“Make out a cheque, Mr. Roundhand, for the three months’ salary of this perverted young man.”
“Twenty-one pun’ five, Roundhand, and nothing for the stamp!” cried out that audacious Swinney. “There it is, sir, re-ceipted. You needn’t cross it to my banker’s. And if any of you gents like a glass of punch this evening at eight o’clock, Bob Swinney’s your man, and nothing to pay. If Mr. Brough would do me the honour to come in and take a whack? Come, don’t say no, if you’d rather not!”
We couldn’t stand this impudence, and all burst out laughing like mad.

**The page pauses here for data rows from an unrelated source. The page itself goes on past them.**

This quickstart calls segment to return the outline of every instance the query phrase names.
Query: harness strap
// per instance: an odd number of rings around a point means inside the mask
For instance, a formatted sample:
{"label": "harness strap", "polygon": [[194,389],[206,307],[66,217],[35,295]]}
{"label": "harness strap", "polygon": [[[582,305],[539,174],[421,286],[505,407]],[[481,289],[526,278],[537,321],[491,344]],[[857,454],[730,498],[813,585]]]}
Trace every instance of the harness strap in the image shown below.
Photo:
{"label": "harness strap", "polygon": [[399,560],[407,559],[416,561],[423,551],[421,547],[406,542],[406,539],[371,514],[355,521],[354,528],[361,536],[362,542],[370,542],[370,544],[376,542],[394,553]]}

“Leave the room!” yelled Mr. Brough, whose face had turned quite blue; and so Bob took his white hat off the peg, and strolled away with his “tile,” as he called it, very much on one side. When he was gone, Mr. Brough gave us another lecture, by which we all determined to profit; and going up to Roundhand’s desk put his arm round his neck, and looked over the ledger.

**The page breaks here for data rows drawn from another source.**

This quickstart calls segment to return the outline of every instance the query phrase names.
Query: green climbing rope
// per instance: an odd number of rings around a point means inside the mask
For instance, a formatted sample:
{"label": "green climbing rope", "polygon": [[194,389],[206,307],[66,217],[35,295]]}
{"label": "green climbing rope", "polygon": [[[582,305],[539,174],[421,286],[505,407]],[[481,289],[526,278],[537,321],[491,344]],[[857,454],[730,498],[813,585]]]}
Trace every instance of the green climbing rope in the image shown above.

“What money has been paid in to-day, Roundhand?” he said, in a very kind way.
“The widow, sir, came with her money; nine hundred and four ten and six—say 904l. 10s. 6d. Captain Sparr, sir, paid his shares up; grumbles, though, and says he’s no more: fifty shares, two instalments—three fifties, sir.”
“He’s always grumbling!”
“He says he has not a shilling to bless himself with until our dividend day.”
“Any more?”
Mr. Roundhand went through the book, and made it up nineteen hundred pounds in all. We were doing a famous business now; though when I came into the office, we used to sit, and laugh, and joke, and read the newspapers all day; bustling into our seats whenever a stray customer came. Brough never cared about our laughing and singing then, and was hand and glove with Bob Swinney; but that was in early times, before we were well in harness.